After a well deserved Easter break, you might wonder what happened online the last week?
Sri Lanka shut down social media platforms following the Easter terrorist attacks
When a wave of terrorist attacks killed over 350 people, in Sri Lanka last weekend, the Sri Lankan government blocked Facebook, YouTube, Instagram, WhatsApp, and Snapchat among other social media platforms. According to Harindra Dassanayake, a presidential adviser in Sri Lanka, officials acted out of fear that misinformation and hate speech surrounding the attacks could spread, provoking more violence.
Sri Lanka has previously had problems with false rumours spreading via Facebook leading to mob violence and murder. Indonesia, India and Mexico have had similar issues. However, there seems to be little evidence that blackouts are a proper response in the event of a terrorist attack.
A 2018 report by Human Rights Watch found that there was “no substantive data or evidence to prove that internet shutdowns can scale down violence.” Instead, Jan Rydzak at Stanford’s Global Digital Policy Incubator show in his research – analysing internet shutdowns India – that shutdowns correlated with increased violence as days passed. Also, he states that “governments of more than 40 countries have already used shutdowns as a tool to generally prevent or halt the spread of violence or riots, and not a single one has given us a report of success.”
Is $5 billion cheap for violating the privacy of 50 million people?
On Wednesday, Facebook said they expect to be fined up to $5 billion by the Federal Trade Commission for privacy violations. The penalty would be the largest ever against a big tech company, the previous record being a $22 million fine against Google in 2012 for misrepresenting how it used some online tracking tools.
After an F.T.C. investigation in 2011 that concluded that Facebook's handling of data had harmed consumers, Facebook promised to improve measures to protect its users’ privacy. The F.T.C. opened a new investigation last year after it became clear how Facebook had not protected its users’ data from being harvested without their consent by Cambridge Analytica and a data breach that exposed the personal information of nearly 50 million Facebook users.
Facebook and F.T.C. have been in negotiations for months, and Facebook said that “the matter remains unresolved, and there can be no assurance as to the timing or the terms of any final outcome.” However, $5 billion is a fraction of Facebook’s $56 billion in annual revenue.
Screen-time control app companies punished by Apple
Launching its screen-time control app last year, Apple is making life hard for other app makers in this category. According to The New York Times and Sensor Tower, Apple has removed or restrained at least 11 of the 17 most downloaded screen-time and parental-control apps, forcing several app makers with thousands of paying customers have shut down.

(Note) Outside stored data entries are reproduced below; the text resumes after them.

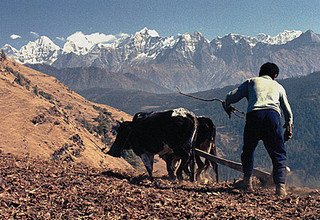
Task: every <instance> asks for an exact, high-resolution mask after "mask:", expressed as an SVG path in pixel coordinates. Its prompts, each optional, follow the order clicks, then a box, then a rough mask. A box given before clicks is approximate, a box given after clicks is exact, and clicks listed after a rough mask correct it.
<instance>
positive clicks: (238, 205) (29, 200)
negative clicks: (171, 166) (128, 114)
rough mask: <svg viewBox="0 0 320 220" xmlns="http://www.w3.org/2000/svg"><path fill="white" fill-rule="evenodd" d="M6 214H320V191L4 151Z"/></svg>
mask: <svg viewBox="0 0 320 220" xmlns="http://www.w3.org/2000/svg"><path fill="white" fill-rule="evenodd" d="M0 187H1V188H0V218H1V219H12V218H26V219H31V218H35V219H81V218H84V219H220V218H228V219H246V218H252V219H263V218H266V219H278V218H281V219H292V218H308V219H310V218H311V219H318V218H320V205H319V204H320V193H319V191H316V190H314V191H310V192H308V194H307V195H299V196H298V195H295V194H291V195H290V196H288V197H285V198H279V197H277V196H275V195H274V189H262V188H258V189H256V191H255V192H254V193H250V194H245V193H243V192H241V191H236V190H234V189H232V187H231V184H229V183H220V184H215V183H212V182H211V183H210V182H207V183H190V182H170V181H168V180H167V179H166V178H156V179H155V181H149V180H148V179H146V178H145V177H143V176H134V175H129V174H123V173H119V172H114V171H112V170H109V171H105V172H103V173H102V172H100V171H99V170H95V169H92V168H88V167H86V166H84V165H76V164H67V163H61V162H56V161H43V160H40V159H33V158H29V157H24V158H17V157H15V156H13V155H9V154H4V153H0Z"/></svg>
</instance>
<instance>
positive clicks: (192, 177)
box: [189, 148, 196, 182]
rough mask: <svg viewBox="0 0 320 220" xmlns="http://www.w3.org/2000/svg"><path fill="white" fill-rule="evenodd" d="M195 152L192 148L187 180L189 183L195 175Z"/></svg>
mask: <svg viewBox="0 0 320 220" xmlns="http://www.w3.org/2000/svg"><path fill="white" fill-rule="evenodd" d="M195 156H196V154H195V151H194V148H192V150H191V157H190V175H189V179H190V181H191V182H194V180H195V178H194V173H195Z"/></svg>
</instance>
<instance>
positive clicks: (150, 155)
mask: <svg viewBox="0 0 320 220" xmlns="http://www.w3.org/2000/svg"><path fill="white" fill-rule="evenodd" d="M140 157H141V160H142V162H143V164H144V166H145V167H146V169H147V171H148V174H149V177H150V179H153V176H152V171H153V162H154V154H152V153H148V152H146V153H143V154H141V156H140Z"/></svg>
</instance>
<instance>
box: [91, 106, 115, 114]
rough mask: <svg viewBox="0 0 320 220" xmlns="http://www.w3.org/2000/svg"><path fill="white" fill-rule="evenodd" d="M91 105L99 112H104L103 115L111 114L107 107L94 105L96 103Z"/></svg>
mask: <svg viewBox="0 0 320 220" xmlns="http://www.w3.org/2000/svg"><path fill="white" fill-rule="evenodd" d="M92 107H93V108H94V109H95V110H97V111H99V112H102V113H103V114H105V115H109V116H111V115H112V113H111V112H109V111H108V109H106V108H101V107H99V106H96V105H93V106H92Z"/></svg>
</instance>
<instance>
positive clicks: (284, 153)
mask: <svg viewBox="0 0 320 220" xmlns="http://www.w3.org/2000/svg"><path fill="white" fill-rule="evenodd" d="M278 74H279V68H278V66H277V65H276V64H274V63H265V64H263V65H262V66H261V68H260V72H259V77H254V78H251V79H248V80H247V81H245V82H244V83H243V84H241V85H240V86H239V87H238V88H237V89H235V90H233V91H231V92H229V93H228V95H227V97H226V100H225V102H224V103H223V107H224V109H225V111H226V112H227V114H228V115H229V116H230V115H231V113H232V112H233V111H234V108H233V107H232V106H231V105H230V104H232V103H236V102H238V101H240V100H241V99H242V98H244V97H246V98H247V100H248V109H247V115H246V125H245V128H244V135H243V148H242V154H241V162H242V166H243V174H244V177H243V180H242V181H240V182H239V183H240V184H238V185H240V187H241V188H243V189H245V190H248V191H252V190H253V188H252V178H251V176H252V172H253V161H254V150H255V148H256V146H257V144H258V142H259V140H262V141H263V144H264V146H265V148H266V149H267V151H268V154H269V156H270V157H271V160H272V164H273V181H274V183H275V184H276V194H277V195H280V196H285V195H286V188H285V182H286V149H285V146H284V142H285V141H287V140H289V139H290V138H291V137H292V126H293V115H292V111H291V108H290V105H289V102H288V99H287V95H286V92H285V89H284V88H283V87H282V86H281V85H280V84H279V83H278V82H276V81H275V79H276V78H277V76H278ZM281 109H282V111H283V114H284V118H285V124H284V128H285V133H284V135H282V127H281V120H280V114H281Z"/></svg>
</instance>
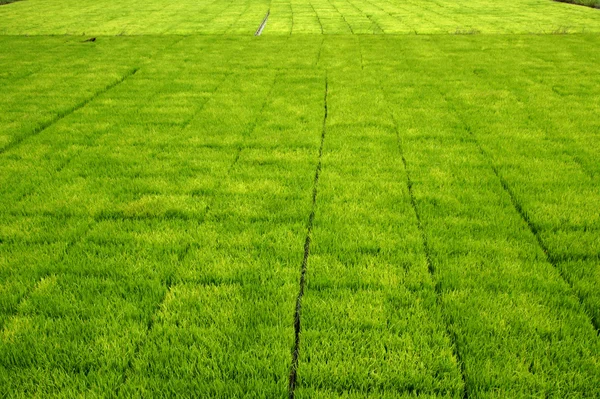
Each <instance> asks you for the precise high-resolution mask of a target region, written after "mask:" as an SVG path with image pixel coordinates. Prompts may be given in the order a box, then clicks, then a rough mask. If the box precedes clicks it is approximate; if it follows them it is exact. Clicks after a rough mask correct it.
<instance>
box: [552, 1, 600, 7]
mask: <svg viewBox="0 0 600 399" xmlns="http://www.w3.org/2000/svg"><path fill="white" fill-rule="evenodd" d="M556 1H561V2H563V3H570V4H577V5H580V6H586V7H593V8H600V2H599V1H598V0H556Z"/></svg>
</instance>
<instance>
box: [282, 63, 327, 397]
mask: <svg viewBox="0 0 600 399" xmlns="http://www.w3.org/2000/svg"><path fill="white" fill-rule="evenodd" d="M328 94H329V84H328V78H327V75H325V96H324V100H323V110H324V113H323V128H322V130H321V144H320V146H319V160H318V162H317V168H316V169H315V180H314V184H313V193H312V209H311V211H310V216H309V217H308V224H307V228H306V240H305V241H304V257H303V258H302V266H301V269H300V289H299V291H298V296H297V298H296V308H295V311H294V349H293V351H292V365H291V368H290V380H289V385H288V396H289V398H290V399H293V398H294V396H295V393H296V383H297V379H298V358H299V356H300V332H301V315H302V297H303V296H304V287H305V285H306V270H307V267H308V258H309V256H310V243H311V238H312V230H313V222H314V220H315V211H316V208H317V193H318V191H317V190H318V187H319V176H320V174H321V164H322V159H323V145H324V144H325V134H326V131H327V115H328V112H327V96H328Z"/></svg>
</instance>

Apple required some companies to remove features allowing parents to control their children’s devices, or that prevented children from accessing certain apps and adult content. In other cases, they pulled the apps from its App Store altogether. Amir Moussavian, CEO of OurPact, a popular iPhone app for parental-control, said Apple had removed his company’s app from the App Store, disabling their business.
The companies making screen-time apps are only the latest in a row of niches who suddenly find themselves competing against Apple while depending on their platform. This dependability problem is one of the issues presidential candidate Elizabeth Warren is trying to come at with her suggestions to limit the power of "big tech".
Tool of the week: Kapwing
Kapwing is a browser-based video making tool. It's straightforward to use, and you don't need to install anything on your machine. Upload your material directly and create videos, gifs or images. The combination of great results and simple to use are not a common combination in the world of video production.
I also believe it's one of the easiest ways to add subtitles to any video clip. Also, while it's not perfect yet, their automatic subtitle-tool based on Machine Learning is often a pretty good as a helping hand in your process.